Chapter 2 Key Takeaways

DataField.Dev

Chapter 2 Key Takeaways

The Machine Learning Workflow

The ML workflow has eight stages, not three. The real lifecycle is: problem framing, success metric definition, data collection/validation, baseline establishment, feature/model iteration, offline evaluation, deployment/online evaluation, and monitoring/maintenance. Training a model is one step of eight.
Problem framing is the most important and most neglected step. Before writing any code, define five things precisely: the target variable, the observation unit, the prediction timing, what information is available at prediction time, and what action will change based on the prediction.
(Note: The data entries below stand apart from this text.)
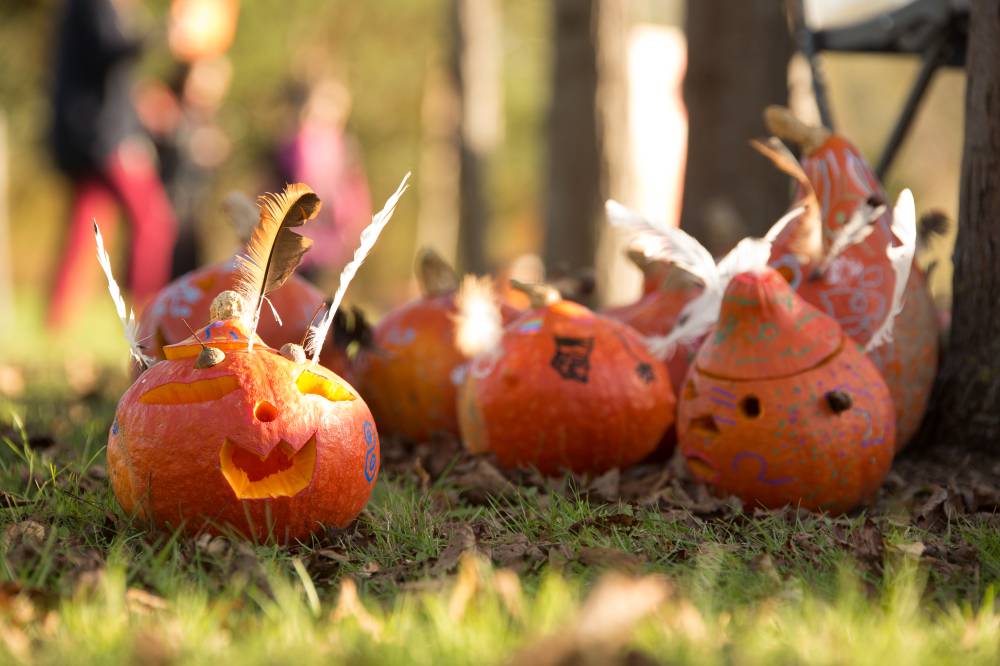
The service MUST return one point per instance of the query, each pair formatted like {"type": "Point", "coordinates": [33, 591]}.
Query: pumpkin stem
{"type": "Point", "coordinates": [540, 294]}
{"type": "Point", "coordinates": [781, 123]}
{"type": "Point", "coordinates": [227, 305]}
{"type": "Point", "coordinates": [293, 352]}
{"type": "Point", "coordinates": [435, 276]}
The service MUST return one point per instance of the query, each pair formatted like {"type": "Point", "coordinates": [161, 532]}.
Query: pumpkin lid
{"type": "Point", "coordinates": [766, 331]}
{"type": "Point", "coordinates": [228, 334]}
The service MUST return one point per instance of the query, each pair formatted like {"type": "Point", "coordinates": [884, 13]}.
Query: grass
{"type": "Point", "coordinates": [453, 563]}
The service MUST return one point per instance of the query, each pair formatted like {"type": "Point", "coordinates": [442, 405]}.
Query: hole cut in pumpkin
{"type": "Point", "coordinates": [185, 393]}
{"type": "Point", "coordinates": [281, 473]}
{"type": "Point", "coordinates": [309, 383]}
{"type": "Point", "coordinates": [750, 406]}
{"type": "Point", "coordinates": [705, 425]}
{"type": "Point", "coordinates": [265, 412]}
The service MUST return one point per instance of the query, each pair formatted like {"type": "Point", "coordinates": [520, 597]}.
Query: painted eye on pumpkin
{"type": "Point", "coordinates": [185, 393]}
{"type": "Point", "coordinates": [309, 383]}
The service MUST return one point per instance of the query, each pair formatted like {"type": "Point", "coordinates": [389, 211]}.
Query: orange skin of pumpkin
{"type": "Point", "coordinates": [189, 297]}
{"type": "Point", "coordinates": [857, 289]}
{"type": "Point", "coordinates": [408, 377]}
{"type": "Point", "coordinates": [526, 403]}
{"type": "Point", "coordinates": [656, 313]}
{"type": "Point", "coordinates": [166, 458]}
{"type": "Point", "coordinates": [753, 417]}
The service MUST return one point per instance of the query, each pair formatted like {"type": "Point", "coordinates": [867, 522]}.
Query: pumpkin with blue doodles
{"type": "Point", "coordinates": [408, 373]}
{"type": "Point", "coordinates": [563, 388]}
{"type": "Point", "coordinates": [226, 433]}
{"type": "Point", "coordinates": [843, 267]}
{"type": "Point", "coordinates": [262, 441]}
{"type": "Point", "coordinates": [781, 407]}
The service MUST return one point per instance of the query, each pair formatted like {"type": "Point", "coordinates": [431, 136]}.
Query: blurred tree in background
{"type": "Point", "coordinates": [738, 55]}
{"type": "Point", "coordinates": [399, 60]}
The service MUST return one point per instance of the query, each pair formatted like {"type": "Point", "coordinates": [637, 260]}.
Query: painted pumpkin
{"type": "Point", "coordinates": [215, 437]}
{"type": "Point", "coordinates": [187, 300]}
{"type": "Point", "coordinates": [781, 407]}
{"type": "Point", "coordinates": [857, 288]}
{"type": "Point", "coordinates": [408, 375]}
{"type": "Point", "coordinates": [565, 388]}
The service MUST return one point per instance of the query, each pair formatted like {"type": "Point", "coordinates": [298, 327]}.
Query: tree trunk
{"type": "Point", "coordinates": [476, 71]}
{"type": "Point", "coordinates": [966, 403]}
{"type": "Point", "coordinates": [738, 56]}
{"type": "Point", "coordinates": [575, 179]}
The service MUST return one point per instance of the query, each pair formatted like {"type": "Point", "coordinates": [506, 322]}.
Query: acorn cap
{"type": "Point", "coordinates": [227, 335]}
{"type": "Point", "coordinates": [766, 331]}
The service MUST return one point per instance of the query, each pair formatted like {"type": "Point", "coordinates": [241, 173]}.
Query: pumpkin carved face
{"type": "Point", "coordinates": [857, 288]}
{"type": "Point", "coordinates": [566, 389]}
{"type": "Point", "coordinates": [409, 374]}
{"type": "Point", "coordinates": [257, 442]}
{"type": "Point", "coordinates": [781, 407]}
{"type": "Point", "coordinates": [188, 300]}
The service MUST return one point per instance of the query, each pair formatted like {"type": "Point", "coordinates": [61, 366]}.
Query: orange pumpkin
{"type": "Point", "coordinates": [857, 288]}
{"type": "Point", "coordinates": [781, 407]}
{"type": "Point", "coordinates": [565, 388]}
{"type": "Point", "coordinates": [408, 375]}
{"type": "Point", "coordinates": [188, 298]}
{"type": "Point", "coordinates": [217, 437]}
{"type": "Point", "coordinates": [657, 311]}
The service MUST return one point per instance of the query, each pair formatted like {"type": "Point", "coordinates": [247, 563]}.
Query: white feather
{"type": "Point", "coordinates": [904, 227]}
{"type": "Point", "coordinates": [129, 325]}
{"type": "Point", "coordinates": [368, 238]}
{"type": "Point", "coordinates": [858, 228]}
{"type": "Point", "coordinates": [668, 244]}
{"type": "Point", "coordinates": [478, 324]}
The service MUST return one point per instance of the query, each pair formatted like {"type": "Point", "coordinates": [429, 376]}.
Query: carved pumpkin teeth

If you cannot answer all five, you are not ready to build a model.
Every model must beat a stupid baseline. Establish the floor with trivially simple approaches: majority class prediction, mean prediction, or a single-feature heuristic. If your model barely beats the baseline, the problem is your features, not your algorithm. The heuristic baseline (what the business already does without ML) is the bar that justifies the ML investment.
Data leakage is the most dangerous pitfall in ML. It occurs when training data contains information not available at prediction time. Warning signs: AUC-ROC above 0.95, single-feature dominance in importance scores, and large gaps between offline and production performance. For every feature, ask: "Would I have this value at the exact moment I need to make the prediction?"
Features matter more than algorithms. In the StreamFlow case, adding well-engineered features improved AUC-ROC from 0.71 to 0.81. Switching from logistic regression to gradient boosting only added another 0.03. Spend your time on domain-driven feature engineering, not algorithm shopping.
Use three data partitions, not two. The training set fits the model. The validation set tunes hyperparameters and selects features (and gets "consumed" in the process). The test set provides one final honest evaluation. If you peek at the test set multiple times and adjust your model, it is no longer a test set. For temporal data, use time-based splits — the test set should always be the most recent data.
Offline evaluation is necessary but not sufficient. Offline metrics (AUC-ROC, precision@K, calibration) tell you how the model ranks and scores on historical data. Online evaluation (A/B testing) tells you whether the model actually improves business outcomes in the real world. Both are required.
Accuracy is almost never the right metric for production ML. When the positive class is rare (8.2% churn at StreamFlow), a model that predicts the majority class achieves high accuracy while providing zero value. Use AUC-ROC, precision-recall metrics, or domain-specific metrics (like Precision@K) that account for class imbalance and operational constraints.
Deployment is the beginning, not the end. Models decay. Data distributions shift. Feature pipelines break. Product changes introduce new categories the model has never seen. Monitor prediction distributions, feature distributions, and actual outcomes. Establish a retraining cadence. Budget 20% of project time for monitoring and maintenance.
The ML model code is approximately 5% of a production ML system. The other 95% is data pipelines, feature computation, model serving infrastructure, monitoring, alerting, retraining orchestration, and configuration management. Every model you deploy adds maintenance burden. Deploy models only when the expected business value clearly exceeds the ongoing cost.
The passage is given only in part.